Miami University’s student president Cole Tyman says the new student center at Miami has done just that. Students have gathered for campus lectures, poetry readings and even a student-organized gala this past year since the building opened.

“Students are constantly in there socializing, studying and having lunch,” Tyman said “The student center has exceed just about everybody’s expectations. It’s getting used by any stakeholder that wants to use it.”

‘Every thousand dollars counts’

James Brock, an economics professor at Miami University, said he hasn’t visited the student center yet, mostly because he doesn’t want to go out of his way to see it.

“It kind of struck me as obscene excess,” Brock said. “We did need some new buildings. It’s just a matter of balance here. There’s got to be some reasonable middle ground on this between spending every last nickel and spending nothing.”

Some, like Brock, argue construction of these upscale facilities at public universities contributes to the rising cost of a college education.

Tuition and fees at four-year public universities in the country have risen 27 percent during the past five years to nearly $9,000 annually, as of the 2013-2014 school year, according to data compiled by College Board, the organization that oversees college admissions tests. Last month, the U.S. Department of Education announced Miami University had the highest net price — cost of attendance minus scholarships and financial aid — of public universities across the country.

“It’s $110 (for the student center fee) a semester; that’s $880 over four years,” Brock said. “It’s not as if most families have a lot of room here. Every thousand dollars counts, I think.”

Miami’s debt load, as well, has increased from $53.2 million in 2002 to $641 million this year.

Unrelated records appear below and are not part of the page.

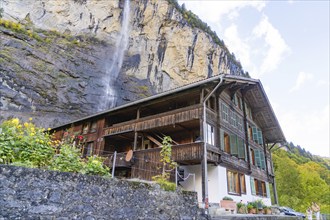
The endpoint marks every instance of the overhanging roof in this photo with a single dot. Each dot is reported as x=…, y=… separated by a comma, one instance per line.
x=255, y=95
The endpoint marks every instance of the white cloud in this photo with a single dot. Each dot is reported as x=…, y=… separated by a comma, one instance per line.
x=301, y=80
x=309, y=130
x=213, y=11
x=277, y=48
x=239, y=46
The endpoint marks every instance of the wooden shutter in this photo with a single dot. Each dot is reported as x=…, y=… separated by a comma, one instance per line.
x=253, y=187
x=233, y=145
x=257, y=157
x=267, y=190
x=260, y=140
x=241, y=148
x=262, y=160
x=255, y=133
x=222, y=139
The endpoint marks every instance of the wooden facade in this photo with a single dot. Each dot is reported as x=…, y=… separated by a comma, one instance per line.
x=238, y=114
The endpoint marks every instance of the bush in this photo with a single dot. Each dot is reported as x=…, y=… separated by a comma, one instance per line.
x=25, y=144
x=68, y=160
x=94, y=166
x=164, y=183
x=227, y=198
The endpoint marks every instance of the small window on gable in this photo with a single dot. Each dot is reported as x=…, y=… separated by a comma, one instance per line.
x=94, y=126
x=236, y=182
x=227, y=143
x=224, y=112
x=85, y=128
x=210, y=134
x=88, y=150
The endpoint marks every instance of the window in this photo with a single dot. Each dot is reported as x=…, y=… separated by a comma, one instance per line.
x=225, y=142
x=242, y=183
x=94, y=126
x=239, y=121
x=85, y=128
x=88, y=151
x=240, y=103
x=259, y=188
x=232, y=144
x=236, y=182
x=257, y=135
x=224, y=112
x=210, y=134
x=252, y=156
x=259, y=159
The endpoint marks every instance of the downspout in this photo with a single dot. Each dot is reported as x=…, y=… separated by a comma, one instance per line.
x=206, y=199
x=247, y=147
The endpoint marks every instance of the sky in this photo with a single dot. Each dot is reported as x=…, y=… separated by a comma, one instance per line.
x=285, y=44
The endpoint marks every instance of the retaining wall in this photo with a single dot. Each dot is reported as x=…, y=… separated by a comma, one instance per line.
x=37, y=194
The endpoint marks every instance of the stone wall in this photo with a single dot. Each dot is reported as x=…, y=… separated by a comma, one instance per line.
x=37, y=194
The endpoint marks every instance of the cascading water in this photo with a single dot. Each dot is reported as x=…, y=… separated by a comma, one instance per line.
x=118, y=56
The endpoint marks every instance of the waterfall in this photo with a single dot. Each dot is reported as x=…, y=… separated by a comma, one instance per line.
x=118, y=56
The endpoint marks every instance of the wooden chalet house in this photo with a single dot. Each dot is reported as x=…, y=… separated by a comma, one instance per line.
x=222, y=128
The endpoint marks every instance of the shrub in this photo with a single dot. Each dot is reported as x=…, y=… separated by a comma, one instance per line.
x=68, y=160
x=25, y=144
x=164, y=183
x=227, y=198
x=95, y=166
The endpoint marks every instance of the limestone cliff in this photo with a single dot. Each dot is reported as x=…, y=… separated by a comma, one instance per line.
x=55, y=63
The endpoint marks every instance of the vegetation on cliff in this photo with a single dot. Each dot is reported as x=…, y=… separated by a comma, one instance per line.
x=24, y=144
x=302, y=178
x=195, y=22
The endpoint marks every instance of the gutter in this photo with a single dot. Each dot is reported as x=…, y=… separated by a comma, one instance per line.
x=204, y=164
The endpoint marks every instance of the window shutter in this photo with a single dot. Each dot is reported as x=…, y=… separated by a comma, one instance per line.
x=262, y=160
x=257, y=157
x=222, y=140
x=260, y=140
x=253, y=187
x=233, y=145
x=241, y=148
x=255, y=133
x=267, y=190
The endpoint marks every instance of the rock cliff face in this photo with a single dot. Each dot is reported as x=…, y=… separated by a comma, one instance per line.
x=55, y=65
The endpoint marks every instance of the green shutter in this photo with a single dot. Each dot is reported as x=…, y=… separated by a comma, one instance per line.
x=267, y=190
x=260, y=139
x=245, y=152
x=253, y=187
x=262, y=160
x=222, y=140
x=241, y=148
x=255, y=133
x=233, y=145
x=257, y=157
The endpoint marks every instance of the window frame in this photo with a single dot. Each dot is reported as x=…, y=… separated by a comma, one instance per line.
x=238, y=179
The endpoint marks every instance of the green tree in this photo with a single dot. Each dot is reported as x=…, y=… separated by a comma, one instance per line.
x=167, y=165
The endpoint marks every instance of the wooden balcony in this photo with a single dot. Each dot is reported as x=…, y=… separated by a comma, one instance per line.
x=233, y=162
x=159, y=120
x=191, y=153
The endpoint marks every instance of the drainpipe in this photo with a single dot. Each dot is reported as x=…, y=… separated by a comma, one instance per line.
x=204, y=163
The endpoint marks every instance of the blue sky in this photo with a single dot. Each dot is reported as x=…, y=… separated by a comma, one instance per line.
x=285, y=44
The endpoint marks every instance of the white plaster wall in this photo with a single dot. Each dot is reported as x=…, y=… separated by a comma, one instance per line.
x=217, y=185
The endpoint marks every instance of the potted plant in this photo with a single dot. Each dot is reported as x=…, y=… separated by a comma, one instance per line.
x=228, y=204
x=241, y=208
x=252, y=207
x=260, y=206
x=267, y=210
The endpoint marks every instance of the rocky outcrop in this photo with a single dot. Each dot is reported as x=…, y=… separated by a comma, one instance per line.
x=62, y=74
x=38, y=194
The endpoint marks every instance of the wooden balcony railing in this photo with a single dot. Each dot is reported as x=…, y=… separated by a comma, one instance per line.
x=191, y=153
x=159, y=120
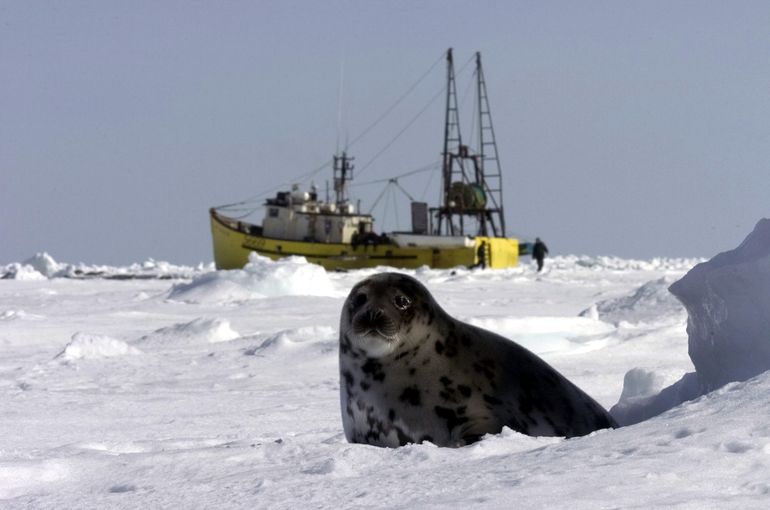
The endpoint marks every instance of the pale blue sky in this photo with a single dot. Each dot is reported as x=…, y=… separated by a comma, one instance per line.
x=636, y=129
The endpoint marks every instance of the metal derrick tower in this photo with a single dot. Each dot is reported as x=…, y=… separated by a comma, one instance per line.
x=472, y=181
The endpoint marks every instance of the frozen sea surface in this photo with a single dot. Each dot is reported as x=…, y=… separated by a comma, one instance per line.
x=201, y=389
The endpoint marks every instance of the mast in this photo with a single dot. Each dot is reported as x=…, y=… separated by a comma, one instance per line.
x=474, y=195
x=491, y=175
x=343, y=172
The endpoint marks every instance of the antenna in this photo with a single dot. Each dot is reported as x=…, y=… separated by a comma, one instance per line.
x=339, y=105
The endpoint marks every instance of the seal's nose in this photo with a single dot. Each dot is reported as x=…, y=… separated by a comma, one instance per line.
x=373, y=314
x=359, y=300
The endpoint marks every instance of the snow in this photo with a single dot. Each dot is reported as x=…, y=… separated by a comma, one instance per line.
x=234, y=399
x=85, y=346
x=728, y=320
x=728, y=303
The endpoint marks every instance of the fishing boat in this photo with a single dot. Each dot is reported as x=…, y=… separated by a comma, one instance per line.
x=466, y=229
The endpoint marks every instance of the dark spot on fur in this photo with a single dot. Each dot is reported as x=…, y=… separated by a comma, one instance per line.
x=450, y=416
x=373, y=368
x=492, y=400
x=349, y=379
x=464, y=390
x=410, y=395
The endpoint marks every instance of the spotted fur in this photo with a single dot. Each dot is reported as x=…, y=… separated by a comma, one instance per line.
x=411, y=373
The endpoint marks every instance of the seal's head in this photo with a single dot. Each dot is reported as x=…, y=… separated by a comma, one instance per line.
x=379, y=312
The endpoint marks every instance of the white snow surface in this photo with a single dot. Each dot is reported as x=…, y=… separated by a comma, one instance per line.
x=234, y=401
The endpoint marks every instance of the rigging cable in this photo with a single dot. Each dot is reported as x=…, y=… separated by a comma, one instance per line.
x=301, y=178
x=398, y=101
x=411, y=122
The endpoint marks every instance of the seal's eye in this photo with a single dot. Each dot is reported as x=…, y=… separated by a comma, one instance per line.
x=359, y=300
x=401, y=302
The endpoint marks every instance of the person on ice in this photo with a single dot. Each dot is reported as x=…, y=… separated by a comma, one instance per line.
x=539, y=251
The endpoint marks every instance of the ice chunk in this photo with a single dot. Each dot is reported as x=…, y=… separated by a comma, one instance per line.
x=728, y=304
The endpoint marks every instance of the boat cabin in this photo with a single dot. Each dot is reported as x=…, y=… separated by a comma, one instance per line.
x=300, y=216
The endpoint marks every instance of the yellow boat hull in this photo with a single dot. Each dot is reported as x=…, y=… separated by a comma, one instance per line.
x=233, y=242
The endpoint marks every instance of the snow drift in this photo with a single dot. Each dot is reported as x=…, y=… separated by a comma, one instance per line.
x=85, y=346
x=649, y=303
x=728, y=304
x=260, y=278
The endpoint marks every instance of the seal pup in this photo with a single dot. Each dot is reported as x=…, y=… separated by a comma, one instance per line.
x=411, y=373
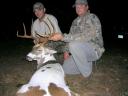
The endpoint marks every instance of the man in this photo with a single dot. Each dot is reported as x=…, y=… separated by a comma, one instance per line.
x=85, y=42
x=45, y=26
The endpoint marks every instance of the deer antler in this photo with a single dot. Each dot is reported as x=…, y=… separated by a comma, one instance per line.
x=25, y=34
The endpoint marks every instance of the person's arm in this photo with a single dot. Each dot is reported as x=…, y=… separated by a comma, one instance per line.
x=55, y=24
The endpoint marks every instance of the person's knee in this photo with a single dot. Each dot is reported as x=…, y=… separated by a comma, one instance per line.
x=73, y=45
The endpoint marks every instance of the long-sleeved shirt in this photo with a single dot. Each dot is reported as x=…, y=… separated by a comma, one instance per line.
x=87, y=28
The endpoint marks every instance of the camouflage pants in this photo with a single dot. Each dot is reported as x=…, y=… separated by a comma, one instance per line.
x=59, y=46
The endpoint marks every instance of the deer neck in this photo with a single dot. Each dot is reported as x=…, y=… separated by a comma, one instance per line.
x=49, y=58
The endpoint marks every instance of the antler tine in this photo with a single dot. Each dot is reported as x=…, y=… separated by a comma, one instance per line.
x=25, y=34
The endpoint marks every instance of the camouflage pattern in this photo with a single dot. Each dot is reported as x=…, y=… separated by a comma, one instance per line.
x=87, y=28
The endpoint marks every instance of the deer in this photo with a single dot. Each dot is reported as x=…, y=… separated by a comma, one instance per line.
x=49, y=78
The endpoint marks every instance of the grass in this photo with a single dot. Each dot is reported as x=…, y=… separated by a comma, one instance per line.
x=109, y=77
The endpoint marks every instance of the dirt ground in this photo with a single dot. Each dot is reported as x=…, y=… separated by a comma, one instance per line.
x=109, y=76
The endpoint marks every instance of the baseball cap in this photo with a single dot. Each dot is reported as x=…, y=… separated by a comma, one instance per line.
x=80, y=2
x=38, y=5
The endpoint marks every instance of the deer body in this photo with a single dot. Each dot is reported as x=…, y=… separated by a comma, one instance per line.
x=46, y=78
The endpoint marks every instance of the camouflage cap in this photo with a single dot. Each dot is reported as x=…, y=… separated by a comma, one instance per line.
x=80, y=2
x=38, y=5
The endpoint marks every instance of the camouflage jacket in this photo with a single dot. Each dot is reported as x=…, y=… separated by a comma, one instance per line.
x=87, y=28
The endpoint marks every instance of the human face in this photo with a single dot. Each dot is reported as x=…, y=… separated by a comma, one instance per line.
x=81, y=9
x=39, y=13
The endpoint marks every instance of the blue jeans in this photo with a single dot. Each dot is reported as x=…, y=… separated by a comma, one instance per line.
x=80, y=61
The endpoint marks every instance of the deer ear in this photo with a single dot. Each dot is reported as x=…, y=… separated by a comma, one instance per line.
x=52, y=51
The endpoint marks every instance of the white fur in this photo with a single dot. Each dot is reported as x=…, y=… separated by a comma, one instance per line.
x=49, y=73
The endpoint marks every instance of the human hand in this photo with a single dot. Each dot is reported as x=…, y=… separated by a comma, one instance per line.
x=56, y=37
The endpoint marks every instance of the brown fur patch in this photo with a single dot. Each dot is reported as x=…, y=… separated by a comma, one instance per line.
x=56, y=91
x=33, y=91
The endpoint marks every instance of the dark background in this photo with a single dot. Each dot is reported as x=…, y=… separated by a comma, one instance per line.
x=112, y=14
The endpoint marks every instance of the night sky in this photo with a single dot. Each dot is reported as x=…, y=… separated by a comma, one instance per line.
x=110, y=12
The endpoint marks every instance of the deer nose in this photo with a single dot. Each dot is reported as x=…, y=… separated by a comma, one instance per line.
x=28, y=58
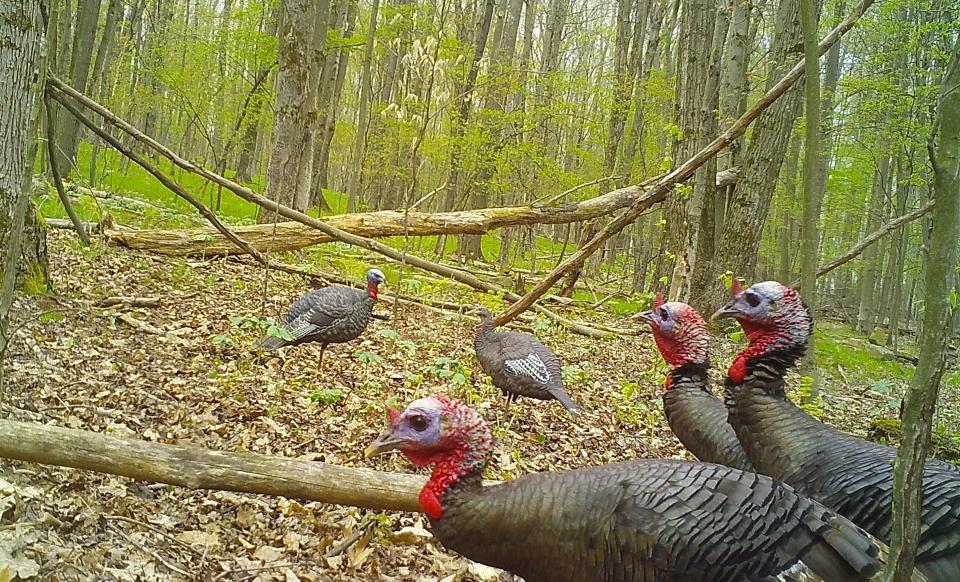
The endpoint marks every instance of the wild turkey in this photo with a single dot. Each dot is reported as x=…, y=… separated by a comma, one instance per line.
x=850, y=475
x=331, y=315
x=518, y=364
x=645, y=520
x=696, y=416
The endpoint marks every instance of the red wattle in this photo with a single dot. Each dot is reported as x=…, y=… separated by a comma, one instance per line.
x=430, y=503
x=738, y=370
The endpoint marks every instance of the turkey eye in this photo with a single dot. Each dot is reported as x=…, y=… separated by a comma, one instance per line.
x=418, y=423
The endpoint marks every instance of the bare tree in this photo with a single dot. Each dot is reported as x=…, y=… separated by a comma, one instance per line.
x=939, y=311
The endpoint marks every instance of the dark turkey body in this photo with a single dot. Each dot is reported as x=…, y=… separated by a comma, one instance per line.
x=329, y=315
x=699, y=419
x=647, y=520
x=519, y=365
x=850, y=475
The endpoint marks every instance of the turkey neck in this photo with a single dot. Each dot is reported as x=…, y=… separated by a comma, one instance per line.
x=457, y=471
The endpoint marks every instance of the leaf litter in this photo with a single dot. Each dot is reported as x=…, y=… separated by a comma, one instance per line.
x=184, y=372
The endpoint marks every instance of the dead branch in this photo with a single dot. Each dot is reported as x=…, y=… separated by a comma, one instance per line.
x=66, y=224
x=251, y=196
x=868, y=240
x=78, y=226
x=195, y=467
x=175, y=188
x=681, y=173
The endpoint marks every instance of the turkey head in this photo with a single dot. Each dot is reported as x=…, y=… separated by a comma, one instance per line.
x=680, y=332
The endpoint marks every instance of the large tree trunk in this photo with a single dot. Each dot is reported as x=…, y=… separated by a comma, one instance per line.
x=895, y=274
x=328, y=124
x=455, y=179
x=941, y=277
x=21, y=60
x=748, y=207
x=294, y=235
x=84, y=38
x=302, y=27
x=249, y=125
x=683, y=207
x=355, y=185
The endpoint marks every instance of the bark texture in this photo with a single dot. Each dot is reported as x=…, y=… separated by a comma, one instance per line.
x=747, y=209
x=939, y=310
x=21, y=58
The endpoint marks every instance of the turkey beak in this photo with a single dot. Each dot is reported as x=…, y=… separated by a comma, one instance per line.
x=645, y=316
x=728, y=310
x=384, y=443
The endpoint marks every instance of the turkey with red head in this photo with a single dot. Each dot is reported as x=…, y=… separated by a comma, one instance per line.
x=645, y=520
x=518, y=364
x=696, y=416
x=848, y=474
x=331, y=315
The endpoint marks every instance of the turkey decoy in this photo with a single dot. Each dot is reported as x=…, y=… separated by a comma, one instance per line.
x=331, y=315
x=848, y=474
x=644, y=520
x=519, y=364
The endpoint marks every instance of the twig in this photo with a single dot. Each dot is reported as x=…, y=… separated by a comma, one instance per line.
x=154, y=530
x=57, y=179
x=659, y=192
x=129, y=301
x=225, y=573
x=158, y=557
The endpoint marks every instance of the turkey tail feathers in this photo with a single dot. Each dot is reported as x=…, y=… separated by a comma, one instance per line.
x=843, y=552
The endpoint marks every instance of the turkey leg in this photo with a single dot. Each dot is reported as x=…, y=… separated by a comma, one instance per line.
x=323, y=348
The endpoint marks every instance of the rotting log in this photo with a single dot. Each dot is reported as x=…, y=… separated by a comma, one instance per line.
x=196, y=467
x=291, y=236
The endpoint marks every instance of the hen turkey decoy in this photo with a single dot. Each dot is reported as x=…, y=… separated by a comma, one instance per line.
x=848, y=474
x=519, y=364
x=331, y=315
x=696, y=416
x=645, y=520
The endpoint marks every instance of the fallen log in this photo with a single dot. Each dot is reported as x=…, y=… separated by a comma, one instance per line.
x=291, y=236
x=195, y=467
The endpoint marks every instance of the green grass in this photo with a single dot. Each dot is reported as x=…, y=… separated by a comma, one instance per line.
x=839, y=346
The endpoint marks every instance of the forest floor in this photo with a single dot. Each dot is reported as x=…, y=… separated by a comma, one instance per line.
x=189, y=376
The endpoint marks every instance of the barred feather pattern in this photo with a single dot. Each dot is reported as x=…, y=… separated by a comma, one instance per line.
x=333, y=314
x=850, y=475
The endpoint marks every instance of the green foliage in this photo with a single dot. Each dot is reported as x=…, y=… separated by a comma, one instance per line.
x=406, y=345
x=327, y=396
x=574, y=374
x=34, y=281
x=813, y=406
x=50, y=316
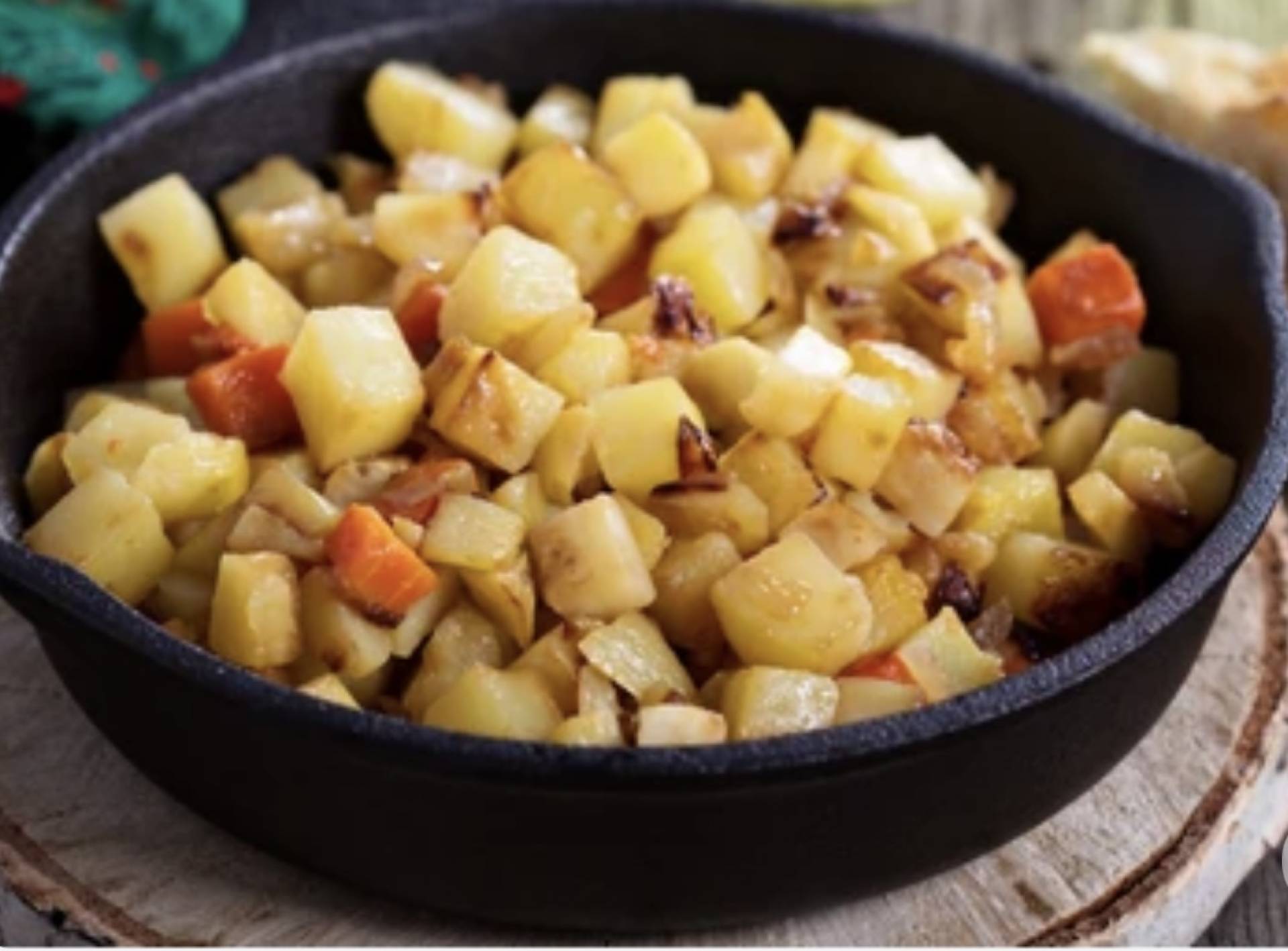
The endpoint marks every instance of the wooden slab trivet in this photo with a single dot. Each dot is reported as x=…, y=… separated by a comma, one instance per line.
x=1149, y=856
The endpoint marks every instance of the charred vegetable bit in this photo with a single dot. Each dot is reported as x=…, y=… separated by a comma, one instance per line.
x=624, y=423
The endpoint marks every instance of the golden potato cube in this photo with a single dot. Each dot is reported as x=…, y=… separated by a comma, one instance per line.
x=824, y=161
x=256, y=614
x=195, y=476
x=539, y=192
x=588, y=561
x=554, y=655
x=929, y=478
x=331, y=689
x=683, y=579
x=1068, y=590
x=945, y=662
x=761, y=702
x=1111, y=516
x=627, y=99
x=725, y=506
x=791, y=606
x=661, y=164
x=590, y=363
x=490, y=407
x=354, y=384
x=1071, y=442
x=469, y=532
x=165, y=239
x=119, y=438
x=1006, y=500
x=925, y=172
x=509, y=286
x=414, y=107
x=714, y=250
x=508, y=596
x=859, y=430
x=749, y=147
x=649, y=535
x=561, y=113
x=338, y=634
x=775, y=471
x=504, y=704
x=109, y=530
x=680, y=725
x=566, y=459
x=634, y=655
x=637, y=434
x=250, y=301
x=438, y=228
x=869, y=697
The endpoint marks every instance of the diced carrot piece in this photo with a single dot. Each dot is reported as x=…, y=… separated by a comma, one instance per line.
x=180, y=339
x=374, y=568
x=1087, y=294
x=418, y=318
x=241, y=396
x=414, y=493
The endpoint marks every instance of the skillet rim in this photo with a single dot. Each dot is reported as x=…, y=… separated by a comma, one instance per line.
x=64, y=591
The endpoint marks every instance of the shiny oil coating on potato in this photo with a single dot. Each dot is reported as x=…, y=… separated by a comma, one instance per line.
x=627, y=423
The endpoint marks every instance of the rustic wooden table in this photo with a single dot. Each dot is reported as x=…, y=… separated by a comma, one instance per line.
x=1034, y=32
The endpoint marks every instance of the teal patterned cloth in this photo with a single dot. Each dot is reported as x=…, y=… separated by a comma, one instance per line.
x=81, y=62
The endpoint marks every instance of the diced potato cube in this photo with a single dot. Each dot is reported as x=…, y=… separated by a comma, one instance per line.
x=1112, y=518
x=504, y=704
x=354, y=384
x=539, y=192
x=1006, y=500
x=119, y=438
x=625, y=99
x=761, y=702
x=926, y=173
x=256, y=614
x=165, y=239
x=929, y=478
x=714, y=250
x=637, y=434
x=588, y=563
x=439, y=228
x=725, y=506
x=338, y=634
x=414, y=107
x=195, y=476
x=945, y=662
x=472, y=532
x=719, y=378
x=1071, y=442
x=1068, y=590
x=634, y=655
x=859, y=431
x=250, y=301
x=109, y=530
x=869, y=697
x=932, y=388
x=791, y=606
x=562, y=113
x=680, y=725
x=775, y=471
x=683, y=578
x=747, y=146
x=590, y=363
x=566, y=459
x=490, y=407
x=509, y=286
x=661, y=164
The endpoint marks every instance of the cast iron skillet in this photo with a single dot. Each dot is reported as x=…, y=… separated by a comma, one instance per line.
x=652, y=838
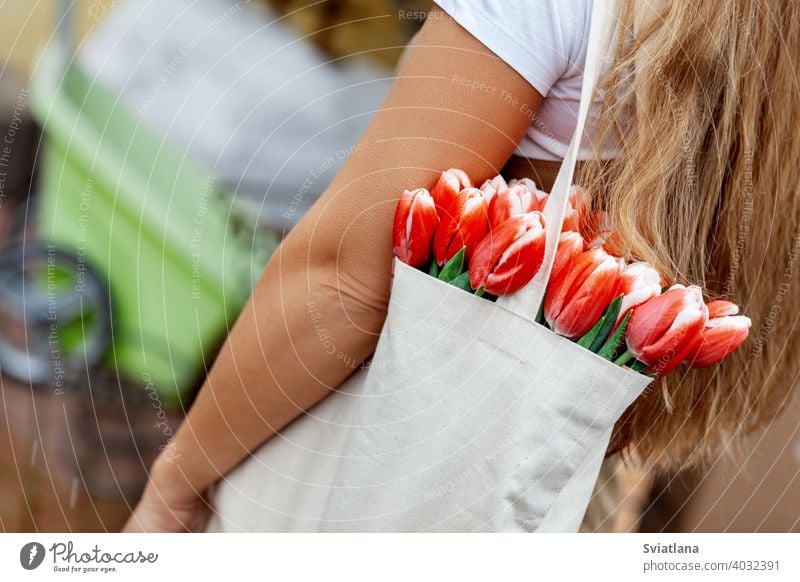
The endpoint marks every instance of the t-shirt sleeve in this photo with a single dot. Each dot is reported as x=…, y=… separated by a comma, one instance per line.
x=540, y=39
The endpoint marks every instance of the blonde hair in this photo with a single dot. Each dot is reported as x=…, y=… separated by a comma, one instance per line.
x=703, y=98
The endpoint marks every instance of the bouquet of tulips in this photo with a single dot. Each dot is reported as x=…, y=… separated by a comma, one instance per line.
x=490, y=241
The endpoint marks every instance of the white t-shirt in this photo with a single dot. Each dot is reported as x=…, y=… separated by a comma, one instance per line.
x=545, y=41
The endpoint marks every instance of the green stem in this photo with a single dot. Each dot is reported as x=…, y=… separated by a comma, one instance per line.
x=624, y=358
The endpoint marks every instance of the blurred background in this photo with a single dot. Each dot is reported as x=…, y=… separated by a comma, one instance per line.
x=153, y=154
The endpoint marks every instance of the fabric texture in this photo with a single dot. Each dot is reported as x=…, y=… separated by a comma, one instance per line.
x=545, y=41
x=468, y=418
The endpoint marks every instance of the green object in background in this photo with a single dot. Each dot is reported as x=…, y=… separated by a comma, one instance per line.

Most of that increase is the result of a flurry of campus construction in recent years, including new dorms, dining halls and the Armstrong Student Center, Creamer said.

Hurley, of the American Public Colleges and Universities, argues construction fees aren’t the problem.

“Clearly, college affordability is an issue,” Hurley said. “But this is one small fee that, when added up against everything else, certainly portrays a broader issue of college affordability. Is there a direct linkage? The answer is no. It’s one of hundreds, if not thousands, of variables that go into college costs.”